X_train_arr = X_train.to_dask_array(lengths=True)
y_train_arr = y_train.to_dask_array(lengths=True)
X_test_arr = X_test.to_dask_array(lengths=True)
y_test_arr = y_test.to_dask_array(lengths=True)

Let’s train the lr model with X_train_arr and y_train_arr as input.

Note: this will take a few minutes because we are training with a pretty large dataset.
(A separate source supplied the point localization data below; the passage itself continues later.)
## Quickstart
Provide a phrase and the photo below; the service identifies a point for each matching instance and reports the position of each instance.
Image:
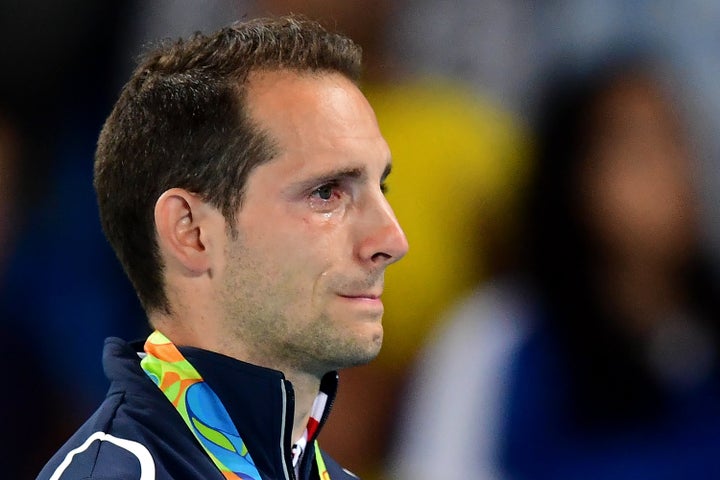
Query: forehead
(318, 113)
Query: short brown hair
(181, 121)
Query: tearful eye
(325, 192)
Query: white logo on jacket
(147, 465)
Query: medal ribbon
(201, 409)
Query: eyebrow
(340, 174)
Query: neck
(306, 388)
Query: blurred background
(557, 172)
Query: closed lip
(369, 296)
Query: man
(240, 180)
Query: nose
(382, 239)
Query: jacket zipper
(287, 469)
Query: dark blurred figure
(31, 411)
(597, 357)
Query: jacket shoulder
(96, 451)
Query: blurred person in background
(61, 290)
(459, 159)
(596, 355)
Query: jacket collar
(260, 401)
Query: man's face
(302, 283)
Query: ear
(186, 226)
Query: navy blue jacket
(136, 430)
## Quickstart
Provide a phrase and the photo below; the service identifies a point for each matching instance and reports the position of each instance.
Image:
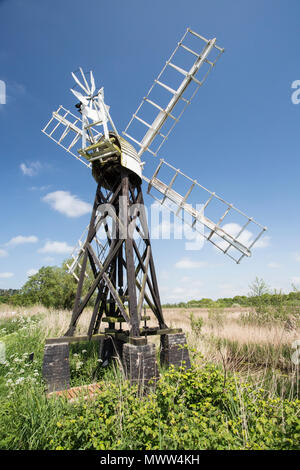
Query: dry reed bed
(56, 322)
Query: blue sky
(246, 125)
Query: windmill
(124, 277)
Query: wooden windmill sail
(123, 266)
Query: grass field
(241, 393)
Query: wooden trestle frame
(116, 277)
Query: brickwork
(56, 367)
(140, 363)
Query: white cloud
(56, 247)
(48, 259)
(273, 265)
(67, 204)
(187, 263)
(6, 275)
(20, 239)
(297, 257)
(30, 170)
(40, 188)
(31, 272)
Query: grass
(242, 392)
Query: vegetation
(200, 408)
(242, 391)
(51, 286)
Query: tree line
(53, 287)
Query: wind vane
(123, 267)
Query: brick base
(173, 351)
(56, 367)
(140, 363)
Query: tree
(258, 288)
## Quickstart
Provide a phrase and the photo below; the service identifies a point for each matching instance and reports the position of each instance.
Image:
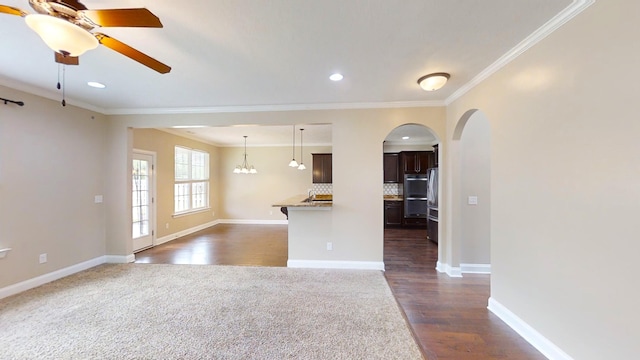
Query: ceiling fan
(66, 27)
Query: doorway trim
(153, 207)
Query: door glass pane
(140, 198)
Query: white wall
(564, 182)
(51, 167)
(475, 181)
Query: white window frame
(195, 177)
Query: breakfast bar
(309, 230)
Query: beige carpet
(143, 311)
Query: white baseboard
(189, 231)
(119, 259)
(52, 276)
(331, 264)
(533, 337)
(182, 233)
(448, 269)
(254, 222)
(475, 268)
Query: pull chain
(64, 103)
(58, 86)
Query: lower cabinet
(432, 229)
(414, 222)
(392, 213)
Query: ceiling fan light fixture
(60, 35)
(433, 81)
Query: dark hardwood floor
(448, 316)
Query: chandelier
(245, 168)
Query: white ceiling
(251, 54)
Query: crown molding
(268, 108)
(571, 11)
(48, 94)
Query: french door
(142, 201)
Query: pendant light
(293, 162)
(245, 168)
(301, 167)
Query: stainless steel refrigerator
(432, 204)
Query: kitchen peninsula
(309, 231)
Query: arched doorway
(470, 245)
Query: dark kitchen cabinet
(417, 162)
(392, 168)
(432, 230)
(392, 213)
(322, 173)
(435, 155)
(415, 222)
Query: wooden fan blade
(65, 59)
(132, 53)
(139, 17)
(12, 11)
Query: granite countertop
(393, 198)
(299, 201)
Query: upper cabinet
(435, 155)
(392, 168)
(417, 162)
(322, 173)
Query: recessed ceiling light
(433, 81)
(96, 85)
(336, 77)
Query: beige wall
(357, 214)
(564, 182)
(51, 168)
(475, 181)
(163, 144)
(249, 197)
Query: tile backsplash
(392, 189)
(323, 188)
(388, 189)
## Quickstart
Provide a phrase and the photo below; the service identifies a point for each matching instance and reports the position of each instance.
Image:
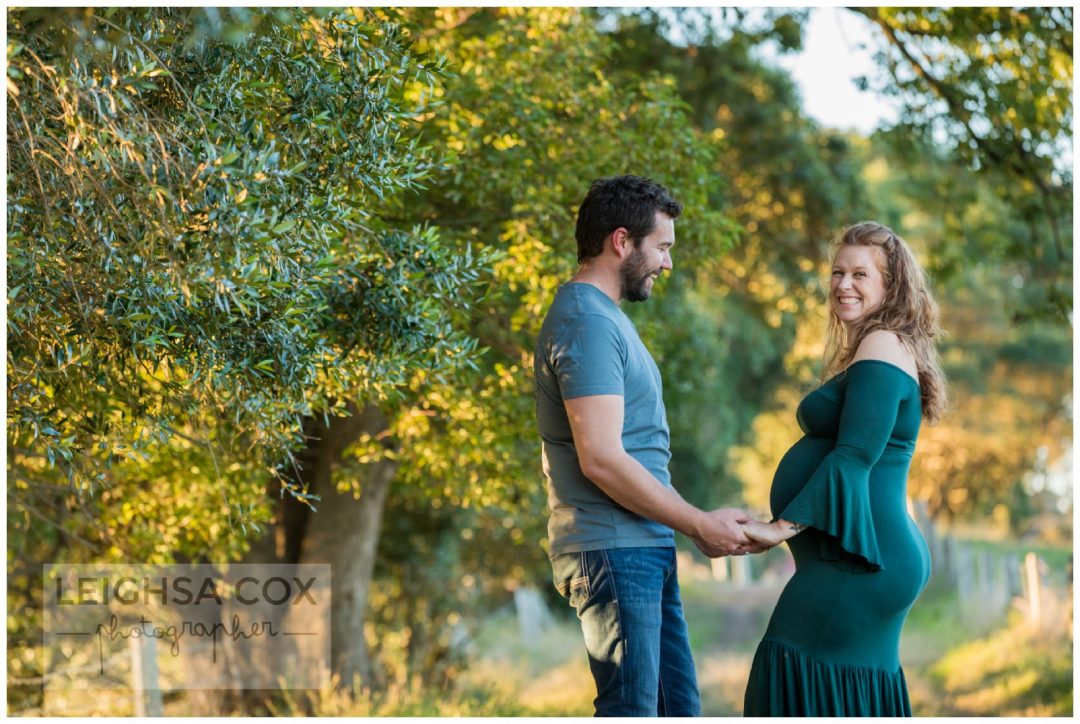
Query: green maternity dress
(833, 643)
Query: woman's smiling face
(858, 285)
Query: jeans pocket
(570, 577)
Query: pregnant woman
(839, 495)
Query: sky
(825, 70)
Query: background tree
(991, 86)
(197, 263)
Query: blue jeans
(635, 633)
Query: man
(606, 447)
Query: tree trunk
(345, 533)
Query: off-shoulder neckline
(888, 364)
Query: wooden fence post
(1034, 587)
(145, 687)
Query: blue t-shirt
(588, 346)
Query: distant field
(956, 665)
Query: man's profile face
(650, 256)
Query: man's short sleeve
(590, 357)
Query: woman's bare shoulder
(887, 346)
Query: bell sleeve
(836, 497)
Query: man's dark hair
(631, 202)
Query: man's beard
(633, 277)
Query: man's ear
(621, 242)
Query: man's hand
(767, 535)
(720, 533)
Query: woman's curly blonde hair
(907, 310)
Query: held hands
(720, 533)
(770, 534)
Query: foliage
(993, 89)
(198, 259)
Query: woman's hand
(771, 534)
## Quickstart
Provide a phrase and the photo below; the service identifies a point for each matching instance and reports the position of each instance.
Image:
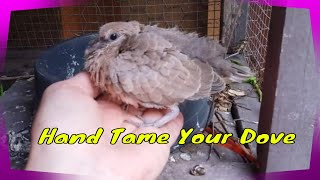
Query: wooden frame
(290, 89)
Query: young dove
(151, 67)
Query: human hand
(72, 107)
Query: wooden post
(290, 91)
(214, 17)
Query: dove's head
(112, 36)
(104, 49)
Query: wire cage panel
(257, 31)
(44, 27)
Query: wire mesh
(257, 31)
(44, 27)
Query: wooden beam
(290, 88)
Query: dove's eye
(113, 36)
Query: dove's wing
(153, 72)
(205, 49)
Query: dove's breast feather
(155, 74)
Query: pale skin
(72, 107)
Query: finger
(172, 128)
(83, 82)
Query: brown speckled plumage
(153, 67)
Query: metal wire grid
(45, 27)
(257, 31)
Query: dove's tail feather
(230, 71)
(240, 73)
(211, 82)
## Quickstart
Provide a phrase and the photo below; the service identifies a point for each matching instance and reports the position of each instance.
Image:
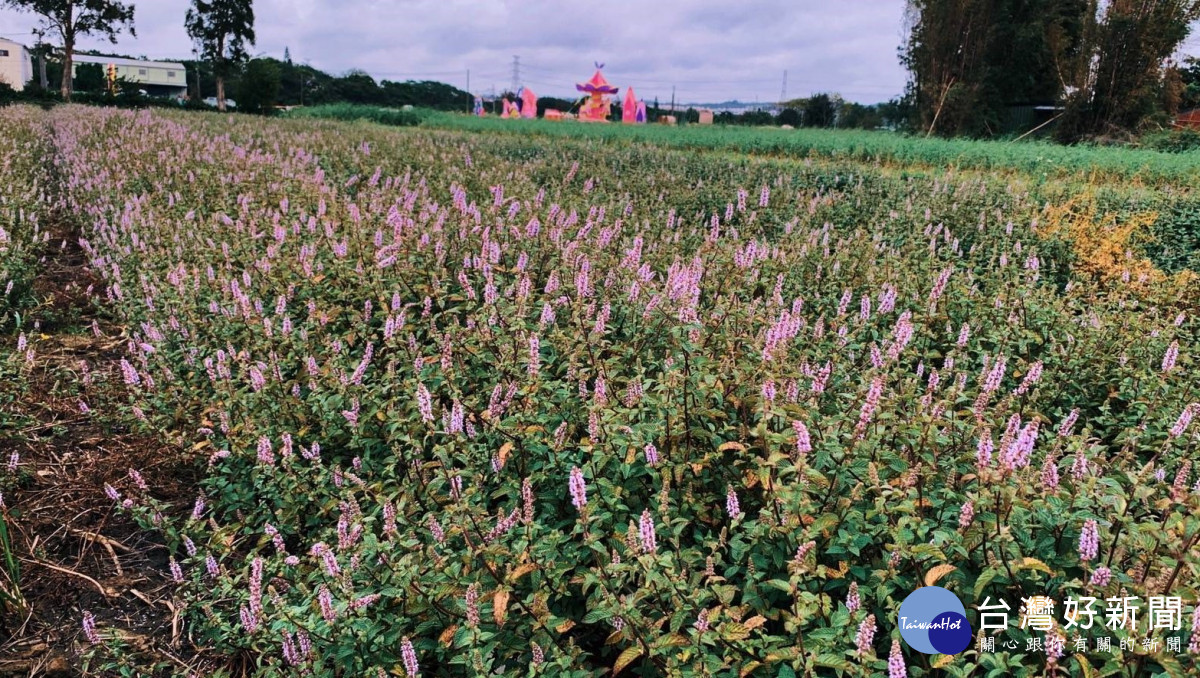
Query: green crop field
(493, 397)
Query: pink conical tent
(595, 107)
(629, 109)
(528, 103)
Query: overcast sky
(708, 49)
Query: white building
(157, 78)
(16, 67)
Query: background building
(157, 78)
(16, 67)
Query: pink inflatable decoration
(528, 103)
(597, 107)
(629, 109)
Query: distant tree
(89, 78)
(820, 112)
(357, 87)
(258, 88)
(1119, 78)
(72, 19)
(221, 29)
(972, 59)
(1189, 77)
(791, 117)
(856, 115)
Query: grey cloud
(709, 49)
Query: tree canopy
(71, 19)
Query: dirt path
(76, 551)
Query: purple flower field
(465, 403)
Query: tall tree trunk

You can scale up your cluster if you want it to execute faster! cluster.scale(10)

%%time

lr_fitted = lr.fit(
    X_train_arr,
    y_train_arr,
)

We can evaluate the prediction using RMSE.

from dask_ml.metrics import mean_squared_error

lr_preds = lr_fitted.predict(X_test_arr)
mean_squared_error(y_test_arr, lr_preds, squared=False)

And save it off as a pickle object for use later.

import cloudpickle

with open('/tmp/model.pkl', 'wb') as f:
    cloudpickle.dump(lr_fitted, f)

Incremental learning

Dask ML can hook into scikit-learn’s incremental training features with the Incremental meta-estimator. Any model that implements a partial_fit() method can be utilized with this meta-estimator.